Confirmatory Factor Analysis
Next, in a CFA, the indicators AC5, AC6, AC7, HAB1, HAB4, HAB7, PN5, and PN8 were removed, because of highly correlated errors with other indicators belonging to the same latent variable, which affected model fit. Nevertheless, these indicators were part of large latent reflective factors and were therefore to some extent redundant. The nine-factor measurement model showed a good fit of the data, χ2 = 873.21, df = 428, χ2/df = 2.04, RMSEA = 0.050 (0.045, 0.055), CFI = 0.95, SRMR = 0.05, PCLOSE = 0.47.

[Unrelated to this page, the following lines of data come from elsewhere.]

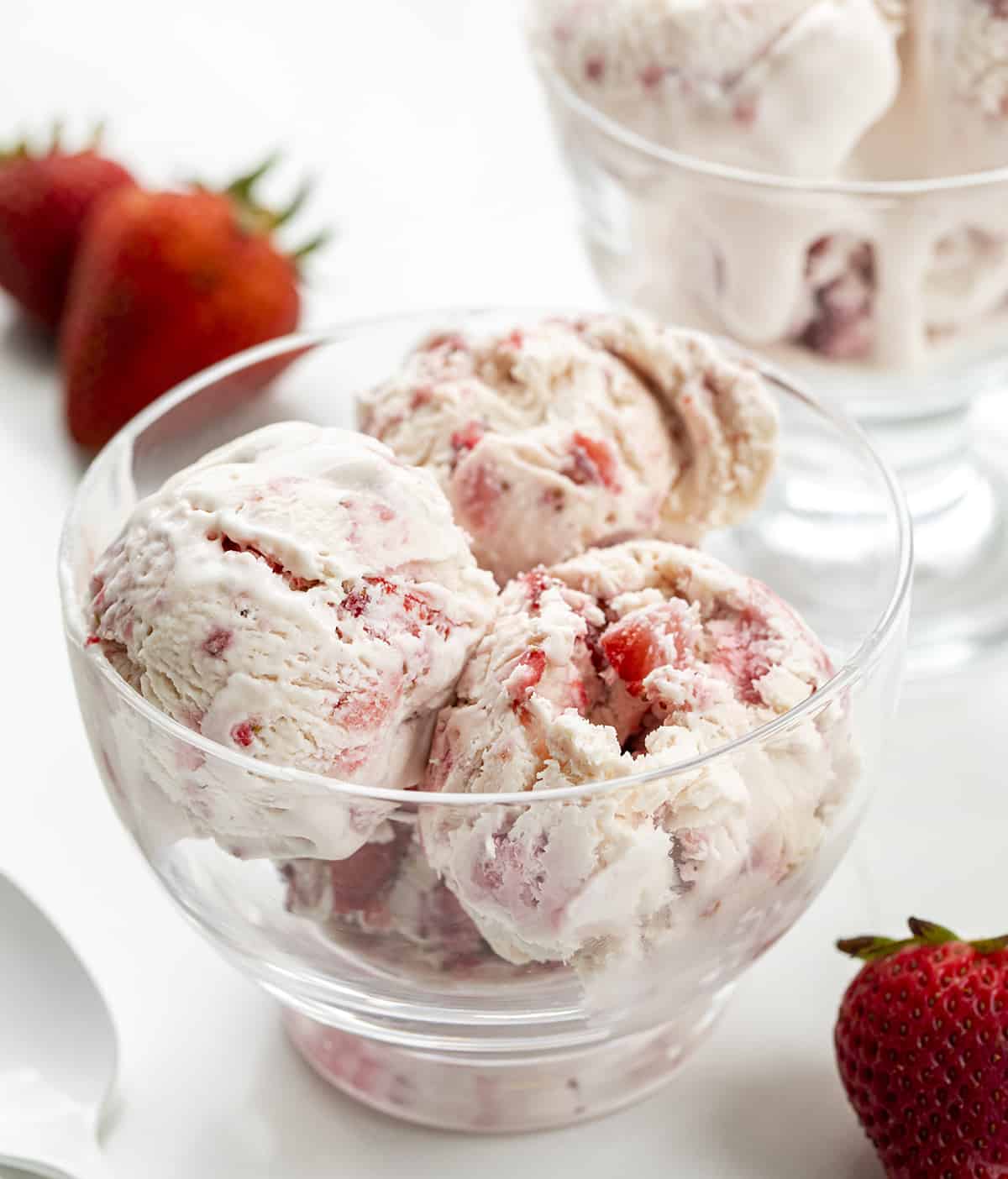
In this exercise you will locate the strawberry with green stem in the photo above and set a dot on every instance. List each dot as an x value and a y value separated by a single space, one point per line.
168 283
45 201
922 1048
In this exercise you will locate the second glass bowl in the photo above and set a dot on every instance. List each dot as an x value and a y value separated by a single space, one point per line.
402 1003
888 298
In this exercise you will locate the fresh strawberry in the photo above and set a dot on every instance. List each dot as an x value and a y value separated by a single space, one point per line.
922 1045
44 203
165 285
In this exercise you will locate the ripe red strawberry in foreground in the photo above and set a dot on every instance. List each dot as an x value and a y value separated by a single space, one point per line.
45 201
922 1047
165 285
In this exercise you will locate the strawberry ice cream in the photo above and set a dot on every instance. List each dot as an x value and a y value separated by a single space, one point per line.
622 662
782 85
815 90
389 893
563 435
300 597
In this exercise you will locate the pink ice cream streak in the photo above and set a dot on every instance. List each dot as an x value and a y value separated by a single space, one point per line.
563 435
302 598
620 660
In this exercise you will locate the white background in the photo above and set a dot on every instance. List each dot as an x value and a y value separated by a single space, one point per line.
434 160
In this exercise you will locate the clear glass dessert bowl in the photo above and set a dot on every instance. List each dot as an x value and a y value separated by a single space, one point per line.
887 297
396 998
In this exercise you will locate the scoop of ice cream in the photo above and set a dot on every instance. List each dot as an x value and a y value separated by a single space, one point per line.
782 85
300 597
388 889
628 660
555 438
960 70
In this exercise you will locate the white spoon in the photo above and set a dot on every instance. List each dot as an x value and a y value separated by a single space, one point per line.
58 1048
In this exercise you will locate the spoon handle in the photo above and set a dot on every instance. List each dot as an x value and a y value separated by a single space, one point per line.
61 1146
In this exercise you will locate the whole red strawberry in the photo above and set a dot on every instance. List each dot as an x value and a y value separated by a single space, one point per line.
44 203
922 1047
165 285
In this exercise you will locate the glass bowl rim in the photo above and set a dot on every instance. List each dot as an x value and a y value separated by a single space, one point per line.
751 178
842 680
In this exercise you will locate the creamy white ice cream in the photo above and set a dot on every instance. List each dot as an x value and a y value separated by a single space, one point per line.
627 660
817 90
301 597
561 435
780 85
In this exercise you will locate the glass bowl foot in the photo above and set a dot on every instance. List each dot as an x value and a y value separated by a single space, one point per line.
488 1092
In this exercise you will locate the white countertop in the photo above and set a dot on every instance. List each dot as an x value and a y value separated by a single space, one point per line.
440 171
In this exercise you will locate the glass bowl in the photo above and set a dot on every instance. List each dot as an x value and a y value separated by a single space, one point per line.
399 1001
888 298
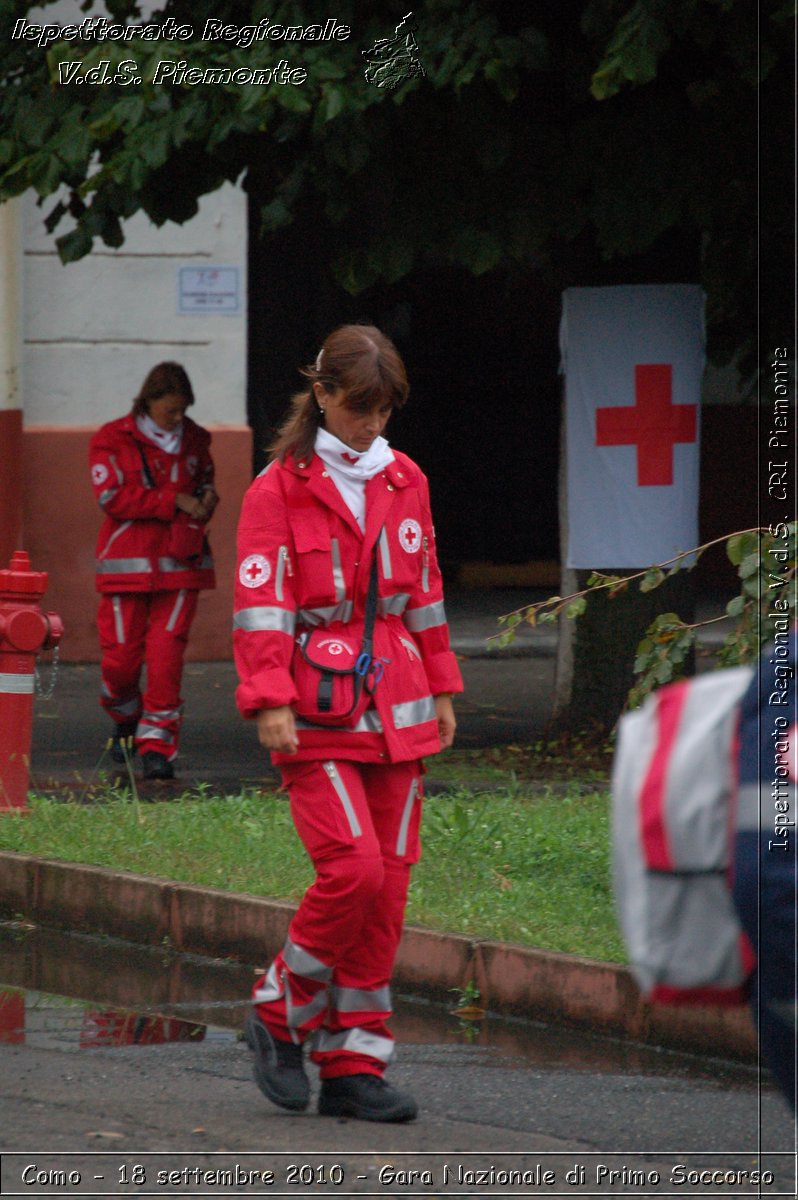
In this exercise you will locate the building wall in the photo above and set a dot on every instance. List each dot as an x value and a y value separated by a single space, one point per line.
91 331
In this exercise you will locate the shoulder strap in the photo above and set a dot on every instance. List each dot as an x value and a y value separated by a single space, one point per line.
145 466
371 606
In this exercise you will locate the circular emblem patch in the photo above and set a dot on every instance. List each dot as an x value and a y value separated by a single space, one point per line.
334 647
411 535
255 571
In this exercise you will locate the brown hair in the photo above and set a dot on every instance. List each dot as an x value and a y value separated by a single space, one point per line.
165 379
360 360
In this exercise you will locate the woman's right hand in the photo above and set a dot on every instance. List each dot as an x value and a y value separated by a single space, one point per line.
190 504
277 729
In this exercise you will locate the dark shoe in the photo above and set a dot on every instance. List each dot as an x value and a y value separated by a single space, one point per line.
366 1097
123 748
279 1068
156 766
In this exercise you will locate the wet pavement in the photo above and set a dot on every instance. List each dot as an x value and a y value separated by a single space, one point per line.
115 1056
123 1063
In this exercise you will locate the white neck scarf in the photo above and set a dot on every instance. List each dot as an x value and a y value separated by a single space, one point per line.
167 439
351 471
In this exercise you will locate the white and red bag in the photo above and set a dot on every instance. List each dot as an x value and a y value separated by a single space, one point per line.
673 787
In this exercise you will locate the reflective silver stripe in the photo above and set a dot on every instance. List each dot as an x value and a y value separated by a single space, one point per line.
370 723
358 1041
175 612
16 685
163 714
393 606
119 621
427 617
124 567
300 1014
271 988
401 841
414 712
114 535
343 796
263 617
154 733
325 616
303 963
361 1000
172 564
337 571
282 555
385 556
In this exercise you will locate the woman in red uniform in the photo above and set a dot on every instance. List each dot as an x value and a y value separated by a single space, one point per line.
153 475
342 652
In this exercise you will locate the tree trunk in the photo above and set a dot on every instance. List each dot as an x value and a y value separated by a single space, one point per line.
597 652
597 655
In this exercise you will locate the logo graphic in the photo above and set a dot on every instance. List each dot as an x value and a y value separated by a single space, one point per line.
255 571
334 647
411 535
394 59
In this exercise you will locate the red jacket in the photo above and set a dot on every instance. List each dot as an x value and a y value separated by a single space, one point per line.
136 484
304 562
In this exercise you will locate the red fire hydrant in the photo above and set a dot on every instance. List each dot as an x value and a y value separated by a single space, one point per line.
24 631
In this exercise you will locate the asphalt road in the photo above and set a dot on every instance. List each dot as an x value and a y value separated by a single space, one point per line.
508 699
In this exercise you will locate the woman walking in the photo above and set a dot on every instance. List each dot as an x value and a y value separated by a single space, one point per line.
342 652
153 475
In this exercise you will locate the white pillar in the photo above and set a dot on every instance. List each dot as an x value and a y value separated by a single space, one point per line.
11 401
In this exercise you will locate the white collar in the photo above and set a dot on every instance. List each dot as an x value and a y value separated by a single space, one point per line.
347 462
167 439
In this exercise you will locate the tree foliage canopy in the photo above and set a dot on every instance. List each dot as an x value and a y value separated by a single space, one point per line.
537 130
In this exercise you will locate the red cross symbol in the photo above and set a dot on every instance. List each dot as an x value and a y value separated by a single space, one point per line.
653 424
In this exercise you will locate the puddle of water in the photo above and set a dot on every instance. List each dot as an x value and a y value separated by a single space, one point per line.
73 991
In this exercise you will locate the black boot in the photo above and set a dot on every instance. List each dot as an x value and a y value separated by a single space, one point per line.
156 766
121 744
366 1097
279 1068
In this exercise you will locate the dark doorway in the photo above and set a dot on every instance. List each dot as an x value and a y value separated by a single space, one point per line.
483 359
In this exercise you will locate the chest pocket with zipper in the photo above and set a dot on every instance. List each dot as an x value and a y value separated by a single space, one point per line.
315 575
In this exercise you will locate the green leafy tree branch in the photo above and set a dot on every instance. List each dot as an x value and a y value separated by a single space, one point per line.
766 567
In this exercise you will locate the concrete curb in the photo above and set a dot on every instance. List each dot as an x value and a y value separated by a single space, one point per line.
559 989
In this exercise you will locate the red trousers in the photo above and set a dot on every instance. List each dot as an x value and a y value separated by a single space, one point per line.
359 822
149 629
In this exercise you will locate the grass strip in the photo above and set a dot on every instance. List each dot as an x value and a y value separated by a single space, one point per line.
510 863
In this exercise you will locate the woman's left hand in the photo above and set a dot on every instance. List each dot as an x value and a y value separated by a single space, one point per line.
209 501
447 723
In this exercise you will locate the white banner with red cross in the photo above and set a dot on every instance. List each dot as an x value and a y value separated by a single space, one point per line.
633 359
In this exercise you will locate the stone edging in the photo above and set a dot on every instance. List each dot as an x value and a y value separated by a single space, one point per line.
561 989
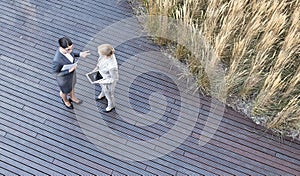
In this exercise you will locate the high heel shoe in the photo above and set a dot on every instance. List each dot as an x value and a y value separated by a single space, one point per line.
69 107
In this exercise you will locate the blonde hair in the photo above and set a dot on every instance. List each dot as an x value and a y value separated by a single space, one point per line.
106 49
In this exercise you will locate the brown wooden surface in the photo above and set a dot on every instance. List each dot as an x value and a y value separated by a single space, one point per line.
39 136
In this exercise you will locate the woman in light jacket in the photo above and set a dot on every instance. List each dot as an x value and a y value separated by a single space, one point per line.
108 68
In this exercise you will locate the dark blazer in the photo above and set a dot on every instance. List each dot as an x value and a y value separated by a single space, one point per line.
65 80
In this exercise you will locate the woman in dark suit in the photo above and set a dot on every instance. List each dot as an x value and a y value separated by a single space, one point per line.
66 78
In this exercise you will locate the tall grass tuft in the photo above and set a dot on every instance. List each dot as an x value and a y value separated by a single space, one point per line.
258 44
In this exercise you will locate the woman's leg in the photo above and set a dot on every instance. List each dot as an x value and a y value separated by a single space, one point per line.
106 89
64 98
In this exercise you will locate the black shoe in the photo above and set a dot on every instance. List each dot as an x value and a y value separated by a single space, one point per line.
79 101
107 111
100 98
69 107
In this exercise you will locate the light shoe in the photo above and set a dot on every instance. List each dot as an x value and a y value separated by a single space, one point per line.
100 97
108 109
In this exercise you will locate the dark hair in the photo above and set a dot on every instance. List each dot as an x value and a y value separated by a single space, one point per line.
65 42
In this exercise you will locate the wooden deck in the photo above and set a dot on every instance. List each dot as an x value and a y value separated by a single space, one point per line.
157 127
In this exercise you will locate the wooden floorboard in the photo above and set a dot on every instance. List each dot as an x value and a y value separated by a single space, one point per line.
39 136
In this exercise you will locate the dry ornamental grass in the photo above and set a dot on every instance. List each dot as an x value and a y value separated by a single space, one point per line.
258 44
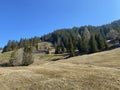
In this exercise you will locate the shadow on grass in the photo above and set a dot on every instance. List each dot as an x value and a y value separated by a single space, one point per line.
5 65
56 59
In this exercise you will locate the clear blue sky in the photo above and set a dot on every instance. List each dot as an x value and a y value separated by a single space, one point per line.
28 18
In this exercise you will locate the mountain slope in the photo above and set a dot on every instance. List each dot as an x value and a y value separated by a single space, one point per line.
75 31
99 71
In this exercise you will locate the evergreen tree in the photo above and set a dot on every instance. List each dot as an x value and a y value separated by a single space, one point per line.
93 45
79 45
71 48
100 41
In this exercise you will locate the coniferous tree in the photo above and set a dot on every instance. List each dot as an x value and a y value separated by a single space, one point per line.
93 45
79 45
100 42
71 48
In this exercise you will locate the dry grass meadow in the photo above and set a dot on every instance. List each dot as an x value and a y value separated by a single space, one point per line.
99 71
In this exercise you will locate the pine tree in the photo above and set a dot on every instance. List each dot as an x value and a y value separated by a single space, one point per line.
79 45
93 45
100 42
71 48
27 56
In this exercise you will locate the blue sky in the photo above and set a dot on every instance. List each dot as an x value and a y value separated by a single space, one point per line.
29 18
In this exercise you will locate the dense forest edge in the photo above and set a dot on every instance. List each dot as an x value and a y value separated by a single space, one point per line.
72 42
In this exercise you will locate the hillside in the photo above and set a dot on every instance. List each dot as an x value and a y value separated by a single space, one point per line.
99 71
74 32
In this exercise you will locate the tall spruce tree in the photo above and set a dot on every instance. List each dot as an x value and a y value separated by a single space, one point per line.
93 45
71 48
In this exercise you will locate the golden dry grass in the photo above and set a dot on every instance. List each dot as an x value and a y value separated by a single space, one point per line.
99 71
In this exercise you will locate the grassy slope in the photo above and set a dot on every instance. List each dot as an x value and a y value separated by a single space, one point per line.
99 71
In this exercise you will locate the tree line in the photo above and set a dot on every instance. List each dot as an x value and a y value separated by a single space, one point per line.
14 45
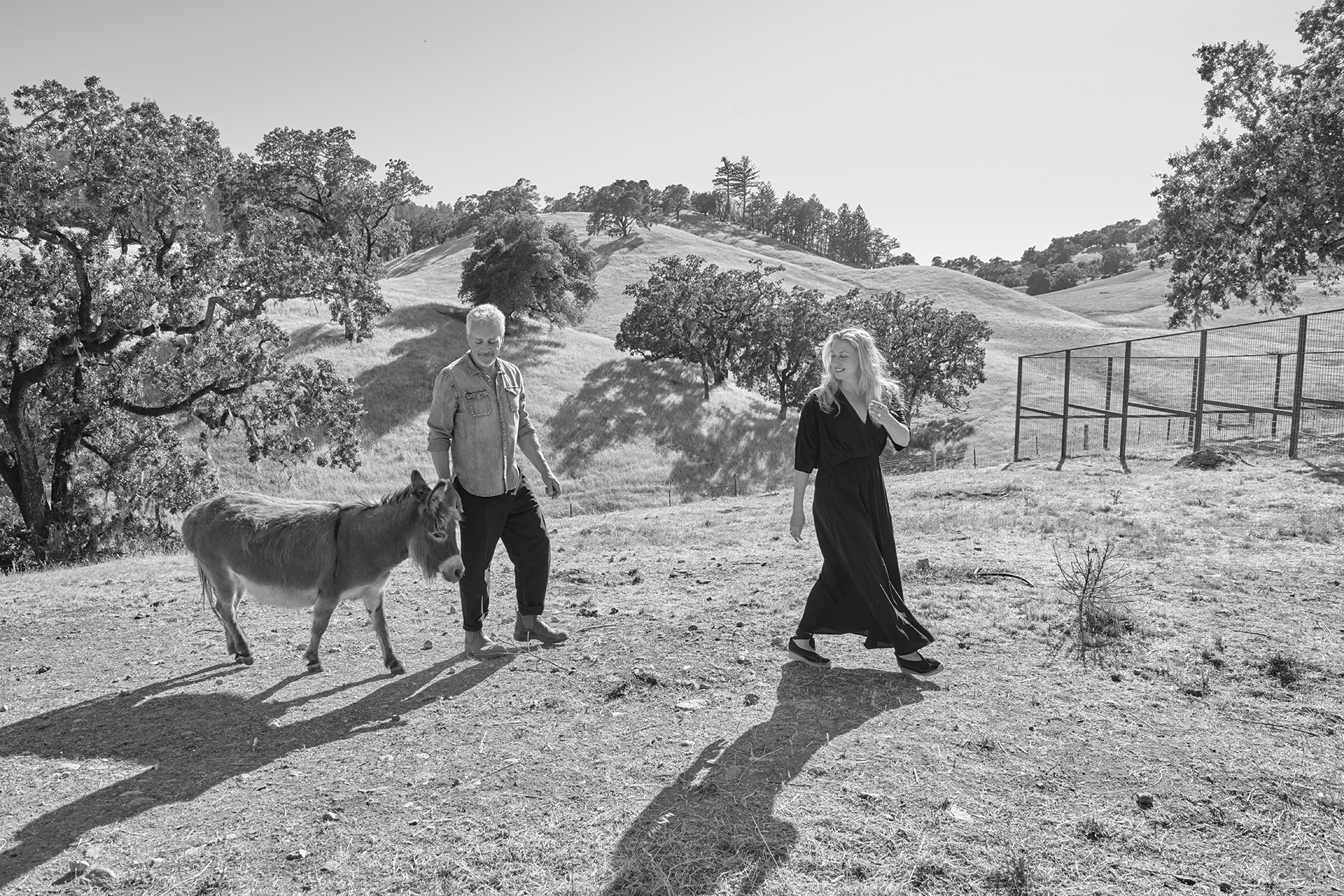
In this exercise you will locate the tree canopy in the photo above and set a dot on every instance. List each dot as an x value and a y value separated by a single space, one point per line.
140 262
622 206
526 267
1249 210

Normality was checked for all indicators of latent factors as well as for all observed variables. All skewness values were between −3 and 3, while in terms of kurtosis only two indicators (AC3 and AC4) and two observed variables (TEMP and PRECIP) had kurtosis values higher than 3. Nevertheless, with the exception of PRECIP, all other kurtosis values fulfilled a more relaxed criteria proposed by Hair et al. (2010), who proposed that skewness values between −3 and 3 an kurtosis values between −7 and 7 are still consistent with the assumption of normality. Therefore, we decided to do a square root transformation for the variable PRECIP, to be able to normalize its distribution and retain it in the model.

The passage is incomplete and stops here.